Adapter chain (as merged for this run)
unsloth/Qwen3.6-27B
+ lora-stage0-v5-5-final (v5-5 inherited, optional)
+ lora-stage1-v5-6-final (v5-6 SFT s1)
+ lora-stage2-v5-6-final (v5-6 SFT s2)
+ this adapter (r=32) (uncensoring U1 SFT + U2 DPO)
Training summary
- Base: merged v5-6 chain (stage_0+stage_1+stage_2)
- Stage U1 SFT: 1 epoch, LR 1e-5, ~1000 rows (refusal->comply rewrites + 8% capability replay)
- Stage U2 DPO: 1 epoch, beta 0.05, LR 2e-6, ~850 pairs (~600 uncensoring + ~250 v5-6 anti-hallucination mix-in).
- All uncensoring data was synthesized in-notebook from
phoenix_boundary_refusal.jsonl + phoenix_authorized_low_refusal.jsonl.

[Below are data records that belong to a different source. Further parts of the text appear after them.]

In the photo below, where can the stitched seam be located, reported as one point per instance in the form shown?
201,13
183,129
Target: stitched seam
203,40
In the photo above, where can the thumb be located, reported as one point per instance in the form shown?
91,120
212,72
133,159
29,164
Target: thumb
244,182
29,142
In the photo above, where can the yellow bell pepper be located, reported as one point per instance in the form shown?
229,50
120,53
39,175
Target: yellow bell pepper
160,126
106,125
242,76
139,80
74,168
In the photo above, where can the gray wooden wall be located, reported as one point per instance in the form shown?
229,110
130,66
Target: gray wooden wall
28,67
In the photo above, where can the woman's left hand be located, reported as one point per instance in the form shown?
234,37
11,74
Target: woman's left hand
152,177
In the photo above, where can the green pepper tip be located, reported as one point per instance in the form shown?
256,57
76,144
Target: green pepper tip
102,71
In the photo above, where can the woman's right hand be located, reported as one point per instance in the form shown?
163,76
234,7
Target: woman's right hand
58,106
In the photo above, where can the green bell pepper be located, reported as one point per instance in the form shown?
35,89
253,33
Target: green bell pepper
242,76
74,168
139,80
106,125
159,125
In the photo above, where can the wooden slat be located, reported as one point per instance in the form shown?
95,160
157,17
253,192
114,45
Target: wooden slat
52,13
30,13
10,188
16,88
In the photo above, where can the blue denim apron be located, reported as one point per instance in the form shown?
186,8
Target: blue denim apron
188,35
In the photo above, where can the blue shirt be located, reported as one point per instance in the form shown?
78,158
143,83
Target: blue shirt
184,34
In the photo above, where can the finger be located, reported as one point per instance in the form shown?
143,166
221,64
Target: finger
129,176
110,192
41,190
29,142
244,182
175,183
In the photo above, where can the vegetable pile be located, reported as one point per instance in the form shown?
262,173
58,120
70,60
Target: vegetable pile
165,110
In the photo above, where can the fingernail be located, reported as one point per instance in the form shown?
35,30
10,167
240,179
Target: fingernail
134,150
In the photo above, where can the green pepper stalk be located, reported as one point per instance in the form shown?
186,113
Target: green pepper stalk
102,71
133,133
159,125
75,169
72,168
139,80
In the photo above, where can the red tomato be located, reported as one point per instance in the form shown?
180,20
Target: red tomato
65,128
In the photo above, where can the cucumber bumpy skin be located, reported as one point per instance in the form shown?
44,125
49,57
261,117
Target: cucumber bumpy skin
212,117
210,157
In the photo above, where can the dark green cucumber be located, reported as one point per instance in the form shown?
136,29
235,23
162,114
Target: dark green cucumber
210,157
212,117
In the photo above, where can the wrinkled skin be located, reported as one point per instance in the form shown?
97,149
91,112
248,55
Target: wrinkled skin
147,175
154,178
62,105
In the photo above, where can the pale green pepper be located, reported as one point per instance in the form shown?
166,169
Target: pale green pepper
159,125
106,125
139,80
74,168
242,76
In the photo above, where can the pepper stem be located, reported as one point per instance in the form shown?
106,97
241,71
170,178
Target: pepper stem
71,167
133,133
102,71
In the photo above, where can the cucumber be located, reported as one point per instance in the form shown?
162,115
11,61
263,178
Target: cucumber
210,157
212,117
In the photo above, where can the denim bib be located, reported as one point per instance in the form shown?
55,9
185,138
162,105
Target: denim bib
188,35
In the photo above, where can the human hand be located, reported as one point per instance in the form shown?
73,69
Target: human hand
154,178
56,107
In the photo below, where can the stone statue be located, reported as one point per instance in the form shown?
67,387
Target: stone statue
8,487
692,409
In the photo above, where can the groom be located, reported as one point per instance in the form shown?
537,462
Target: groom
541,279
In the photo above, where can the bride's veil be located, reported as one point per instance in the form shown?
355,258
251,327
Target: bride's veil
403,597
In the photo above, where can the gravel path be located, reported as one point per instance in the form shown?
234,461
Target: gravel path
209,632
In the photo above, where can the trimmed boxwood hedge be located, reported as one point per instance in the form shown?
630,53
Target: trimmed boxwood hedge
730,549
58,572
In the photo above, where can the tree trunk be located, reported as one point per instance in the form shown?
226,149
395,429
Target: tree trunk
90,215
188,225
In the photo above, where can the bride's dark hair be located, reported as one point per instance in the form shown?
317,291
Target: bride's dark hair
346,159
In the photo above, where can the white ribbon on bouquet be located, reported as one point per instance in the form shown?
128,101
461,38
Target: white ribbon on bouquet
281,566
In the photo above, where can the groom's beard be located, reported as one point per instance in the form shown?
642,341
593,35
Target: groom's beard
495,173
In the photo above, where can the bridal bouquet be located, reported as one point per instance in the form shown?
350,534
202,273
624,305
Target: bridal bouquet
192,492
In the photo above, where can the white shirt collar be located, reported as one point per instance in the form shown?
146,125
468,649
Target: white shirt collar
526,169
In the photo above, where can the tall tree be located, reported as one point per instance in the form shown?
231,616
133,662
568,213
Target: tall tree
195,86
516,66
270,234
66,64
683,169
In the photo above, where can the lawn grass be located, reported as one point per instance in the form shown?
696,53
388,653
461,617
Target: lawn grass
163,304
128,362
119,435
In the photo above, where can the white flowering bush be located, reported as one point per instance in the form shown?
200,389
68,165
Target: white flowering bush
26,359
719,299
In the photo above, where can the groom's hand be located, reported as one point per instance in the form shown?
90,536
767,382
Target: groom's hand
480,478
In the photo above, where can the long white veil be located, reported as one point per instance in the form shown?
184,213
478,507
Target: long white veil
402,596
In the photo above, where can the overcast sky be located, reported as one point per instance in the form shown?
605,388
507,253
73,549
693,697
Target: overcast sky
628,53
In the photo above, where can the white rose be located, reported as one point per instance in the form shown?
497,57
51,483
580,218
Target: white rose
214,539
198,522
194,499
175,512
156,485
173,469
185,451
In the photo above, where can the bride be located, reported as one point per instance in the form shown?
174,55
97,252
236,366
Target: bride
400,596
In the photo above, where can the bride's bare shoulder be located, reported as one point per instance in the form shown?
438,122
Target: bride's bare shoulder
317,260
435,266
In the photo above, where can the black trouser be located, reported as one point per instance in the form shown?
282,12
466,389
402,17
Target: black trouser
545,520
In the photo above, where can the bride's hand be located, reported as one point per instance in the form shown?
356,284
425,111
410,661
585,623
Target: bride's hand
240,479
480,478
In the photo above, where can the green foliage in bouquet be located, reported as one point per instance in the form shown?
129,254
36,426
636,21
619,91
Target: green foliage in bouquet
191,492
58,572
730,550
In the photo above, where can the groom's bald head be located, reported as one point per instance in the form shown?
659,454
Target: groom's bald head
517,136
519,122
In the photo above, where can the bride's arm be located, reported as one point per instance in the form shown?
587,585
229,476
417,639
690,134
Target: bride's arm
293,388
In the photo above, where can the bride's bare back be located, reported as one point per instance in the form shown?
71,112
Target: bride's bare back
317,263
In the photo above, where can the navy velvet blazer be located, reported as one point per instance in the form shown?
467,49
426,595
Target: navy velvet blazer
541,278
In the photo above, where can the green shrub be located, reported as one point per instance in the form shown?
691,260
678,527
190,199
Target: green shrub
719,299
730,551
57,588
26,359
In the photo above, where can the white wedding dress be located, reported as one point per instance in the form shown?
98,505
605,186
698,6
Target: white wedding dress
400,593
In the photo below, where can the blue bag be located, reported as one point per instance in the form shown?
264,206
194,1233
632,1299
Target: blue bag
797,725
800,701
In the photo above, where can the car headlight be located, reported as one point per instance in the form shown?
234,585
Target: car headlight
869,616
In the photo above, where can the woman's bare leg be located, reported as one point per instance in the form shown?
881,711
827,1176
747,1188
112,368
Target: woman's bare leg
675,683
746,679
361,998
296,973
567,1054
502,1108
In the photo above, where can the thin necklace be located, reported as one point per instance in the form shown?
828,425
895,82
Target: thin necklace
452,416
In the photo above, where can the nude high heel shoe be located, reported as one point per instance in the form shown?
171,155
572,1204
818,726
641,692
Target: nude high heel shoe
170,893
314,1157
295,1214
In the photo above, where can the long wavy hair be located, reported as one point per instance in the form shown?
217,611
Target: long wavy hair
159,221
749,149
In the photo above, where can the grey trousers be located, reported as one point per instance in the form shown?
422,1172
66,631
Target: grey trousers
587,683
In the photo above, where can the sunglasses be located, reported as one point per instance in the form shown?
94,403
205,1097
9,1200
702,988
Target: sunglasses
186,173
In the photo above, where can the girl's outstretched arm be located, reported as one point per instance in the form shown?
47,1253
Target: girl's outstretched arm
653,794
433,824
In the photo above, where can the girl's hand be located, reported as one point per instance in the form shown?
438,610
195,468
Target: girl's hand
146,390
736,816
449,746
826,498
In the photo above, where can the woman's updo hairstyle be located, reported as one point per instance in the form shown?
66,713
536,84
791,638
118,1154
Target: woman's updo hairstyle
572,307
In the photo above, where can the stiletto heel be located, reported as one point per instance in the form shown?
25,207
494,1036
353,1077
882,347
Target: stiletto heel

Note on anti-hallucination: the v5-6 DPO adapter was not present at training time, so Stage U2 mixed in ~250 v5-6 DPO pairs (phoenix_v56_dpo_quality_pairs.jsonl + phoenix_failure_corpus_* + phoenix_v55_anti_hall_dpo.jsonl) to recover the evidence-discipline signal. Each mixed pair had its system prompt swapped to Yuanl-Free to keep the persona consistent across the U2 dataset.
Inference
Use the lkjiop8/Yuanl-27B-v5-6-uncensored-MTP-GGUF
repo for ready-to-run MTP GGUF files (Q8_0 and Q4_K_M).
Responsible use
This adapter removes refusals on cybersecurity-domain questions only. The operator
inherits all legal and ethical responsibility for how the model is used. Run only on
authorized targets / isolated labs / your own infrastructure. Add an application-layer
policy filter for any deployment context that requires one.